Results of several epidemiological studies suggest that, similar to the findings for alcoholic liver disease, sex differences also exist in the susceptibility of NAFLD. However, results are so far contradictory. For instance, the results of the study of Pinidiyapathirage et al. (8) conducted in Sri Lanka and that of Zhang et al. (9) performed in China indicate a higher prevalence of NAFLD and nonalcoholic steatohepatitis (NASH) in men than in women, with men also displaying more significant metabolic impairments (for example, more features of the metabolic syndrome and/or more pathological values of parameters determined). On the other hand, the studies of Fernandes et al. (10) and Haentjens et al. (11) suggest that women and girls, particularly when being obese, are at higher risk of developing NAFLD than men. Furthermore, a recent study carried out in adolescents in Australia suggests that sex differences in adolescents with NAFLD are related to differences in adipose distribution and adipocytokines. Indeed, in that study, the male phenotype of NAFLD was associated with more adverse metabolic features and greater visceral adiposity than the female phenotype despite a lower prevalence of NAFLD in males (12).

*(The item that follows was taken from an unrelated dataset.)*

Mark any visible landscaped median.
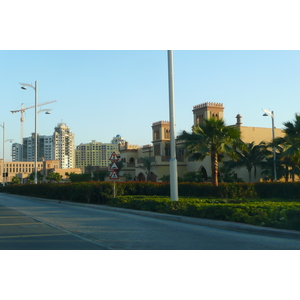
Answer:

Both genetic and dietary modifications have made it possible to produce pathological changes in rodent liver that resemble alterations found in humans with NAFLD (13). For instance, the chronic feeding of fructose produces pathological changes in the liver and also in the intestine and adipose tissue that resemble many of the early alterations (for example, steatosis and insulin resistance) that also occur in humans with NAFLD (14). By using a mouse model in which mice were exposed chronically to 30% fructose solution to induce NAFLD, the present study had two main objectives: (1) to test the hypothesis that sex-specific differences exist in regards to susceptibility to NAFLD between female and male mice and, if so, (2) to determine underlying molecular mechanisms (for example, differences in intestinal barrier function, hepatic endotoxin response and insulin signaling, as well as adiponectin expression in visceral fat).
Animals and Treatments
Six- to eight-week-old male and female C57Bl/6J mice (Janvier SAS, Le-Genest-St-Isle, France) were housed in a specified and opportunistic pathogen-free (SOPF) barrier facility accredited by the Association for Assessment and Accreditation of Laboratory Animal Care (AAALAC). All procedures were approved by the local Institutional Animal Care and Use Committee (IACUC). Mice (n = 6 per group) had free access either to plain tap water or water enriched with 30% fructose for 16 wks. In pilot studies, we found that, in SOPF mice, the development and progression of fructose-induced steatosis was markedly slower than in specific pathogen-free (SPF) mice (data not shown); therefore, the feeding period was expanded to 16 wks in the present study. Body weight, as well as consumption of chow and drinking solution, was assessed twice weekly throughout the 16 wks of feeding. Mice were anesthetized with 80 mg ketamine and 6mg xylazine/kg body weight by intraperitoneal (IP) injection and blood was collected from the portal vein prior to euthanization. Portions of liver were snap frozen immediately, frozen fixed in optimal cutting temperature (OCT) mounting media (Medite, Burgdorf, Germany) or fixed in neutral-buffered formalin.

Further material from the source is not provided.